極秘出産でしたが、宿敵御曹司は愛したがりの溺甘旦那様でした
 思えば、母が亡くなってから父はずいぶんと無理な働き方をしていたと思う。

 当時は忙しい父に腹が立ち、寂しさが勝っていたが、父は父なり会社の全責任を担う社長の立場でありながら私を育てていかなければならないプレッシャーもあったのかもしれない。

 それこそ叔父の奥さんである陽子(ようこ)さんが母親代わりとまではいかなくても、なにかと世話を焼いてくれた。

 父は父で付き合いのある人たちから幾度となく再婚を勧められていたが、頑なに受けなかった。仕事で手一杯だったからかもしれない。

 でも、なんとなく母を想い続けていたからだと思う。そういうところがあるから、反発しつつ父には逆らえないでいた。
 
 私は改めて深くため息をついた。今日わざわざ呼び出されたのは退院に関する説明だろうか。それなら医師から指示があるはずだ。

 なんとなく……私の結婚に関する話だろうと予想する。和解した後、父は『本当にひとりで茉奈を育てていくつもりなのか?』『茉奈のために両親揃っていた方がいいんじゃないのか?』と何度も言ってきた。

 結婚なんて考えられない。恋愛する暇などまったくないし、茉奈が一番大切だ。けれど茉奈が父親というものを、父親の存在を知らないままでいいのだろうかと不安にもなる。

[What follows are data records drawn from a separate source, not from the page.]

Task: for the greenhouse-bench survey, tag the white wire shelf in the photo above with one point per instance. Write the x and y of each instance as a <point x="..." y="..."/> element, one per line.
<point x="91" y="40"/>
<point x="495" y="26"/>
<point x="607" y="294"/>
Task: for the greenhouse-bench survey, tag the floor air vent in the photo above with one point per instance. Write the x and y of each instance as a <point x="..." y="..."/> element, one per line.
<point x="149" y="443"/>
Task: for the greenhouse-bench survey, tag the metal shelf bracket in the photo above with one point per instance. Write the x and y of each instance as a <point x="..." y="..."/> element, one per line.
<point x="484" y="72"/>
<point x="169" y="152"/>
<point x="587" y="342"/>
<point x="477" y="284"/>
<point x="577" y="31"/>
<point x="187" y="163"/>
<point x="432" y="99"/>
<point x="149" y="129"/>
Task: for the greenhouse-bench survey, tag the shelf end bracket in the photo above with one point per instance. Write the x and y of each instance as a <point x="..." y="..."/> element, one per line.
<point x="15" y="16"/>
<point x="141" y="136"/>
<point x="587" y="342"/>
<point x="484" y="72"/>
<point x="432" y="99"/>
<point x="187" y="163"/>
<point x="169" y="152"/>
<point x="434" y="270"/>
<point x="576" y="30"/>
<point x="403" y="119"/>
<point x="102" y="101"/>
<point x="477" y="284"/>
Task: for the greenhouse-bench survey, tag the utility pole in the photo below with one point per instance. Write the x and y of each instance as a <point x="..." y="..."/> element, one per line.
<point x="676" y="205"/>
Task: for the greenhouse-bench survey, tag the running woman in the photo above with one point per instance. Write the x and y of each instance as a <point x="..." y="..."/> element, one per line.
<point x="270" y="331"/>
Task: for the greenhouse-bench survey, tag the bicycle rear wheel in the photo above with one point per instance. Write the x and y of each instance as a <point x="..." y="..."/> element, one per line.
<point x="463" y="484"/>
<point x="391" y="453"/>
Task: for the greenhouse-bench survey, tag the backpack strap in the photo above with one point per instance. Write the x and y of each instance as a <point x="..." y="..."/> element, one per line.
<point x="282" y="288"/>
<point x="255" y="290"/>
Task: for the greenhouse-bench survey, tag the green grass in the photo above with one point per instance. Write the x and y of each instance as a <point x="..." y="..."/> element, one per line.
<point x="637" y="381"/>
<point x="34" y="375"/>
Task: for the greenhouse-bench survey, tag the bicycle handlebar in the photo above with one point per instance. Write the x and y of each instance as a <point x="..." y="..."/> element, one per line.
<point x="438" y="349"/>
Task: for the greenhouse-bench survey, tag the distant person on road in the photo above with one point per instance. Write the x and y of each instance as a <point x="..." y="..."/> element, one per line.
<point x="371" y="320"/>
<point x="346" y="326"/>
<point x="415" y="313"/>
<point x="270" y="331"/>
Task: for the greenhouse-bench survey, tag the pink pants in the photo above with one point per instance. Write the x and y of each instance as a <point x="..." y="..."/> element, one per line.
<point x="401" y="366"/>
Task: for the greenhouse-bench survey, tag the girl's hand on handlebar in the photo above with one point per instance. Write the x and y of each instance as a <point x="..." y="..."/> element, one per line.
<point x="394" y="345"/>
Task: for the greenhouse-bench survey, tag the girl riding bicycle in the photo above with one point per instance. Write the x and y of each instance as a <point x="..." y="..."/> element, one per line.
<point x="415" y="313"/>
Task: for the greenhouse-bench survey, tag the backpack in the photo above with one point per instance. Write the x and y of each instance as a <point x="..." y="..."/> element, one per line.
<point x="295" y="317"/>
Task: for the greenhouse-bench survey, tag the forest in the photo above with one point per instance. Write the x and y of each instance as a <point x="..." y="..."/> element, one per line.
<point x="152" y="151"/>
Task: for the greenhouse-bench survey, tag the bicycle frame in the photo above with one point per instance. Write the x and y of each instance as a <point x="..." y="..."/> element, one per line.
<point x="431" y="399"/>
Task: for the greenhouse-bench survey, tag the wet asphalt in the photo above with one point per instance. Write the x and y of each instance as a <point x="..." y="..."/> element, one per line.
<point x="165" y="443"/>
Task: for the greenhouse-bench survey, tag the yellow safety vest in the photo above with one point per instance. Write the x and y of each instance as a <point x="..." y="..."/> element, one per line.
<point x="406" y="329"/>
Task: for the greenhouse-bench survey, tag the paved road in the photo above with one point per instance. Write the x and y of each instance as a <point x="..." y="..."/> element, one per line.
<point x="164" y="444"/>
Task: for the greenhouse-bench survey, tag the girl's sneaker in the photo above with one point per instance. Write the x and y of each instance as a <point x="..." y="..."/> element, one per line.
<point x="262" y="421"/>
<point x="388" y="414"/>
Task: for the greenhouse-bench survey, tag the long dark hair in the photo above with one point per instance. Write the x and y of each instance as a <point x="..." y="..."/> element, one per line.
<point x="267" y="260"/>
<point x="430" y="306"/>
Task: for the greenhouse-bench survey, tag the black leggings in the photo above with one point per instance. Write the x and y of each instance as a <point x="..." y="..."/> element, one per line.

 父に感謝もしているし自分を不幸だと思ったことはないが、母がいなくて寂しい思いをしたのも事実だ。茉奈に同じ思いはさせたくない。

 元々、会社を存続させるため父が決めた相手と結婚するはずだった。皮肉にも恋愛で失敗している分、割り切る覚悟はできている。

 会社と茉奈を大事にしてくれる人なら、ゆくゆくは父の決めた相手と結婚を考えてもいいのかもしれない。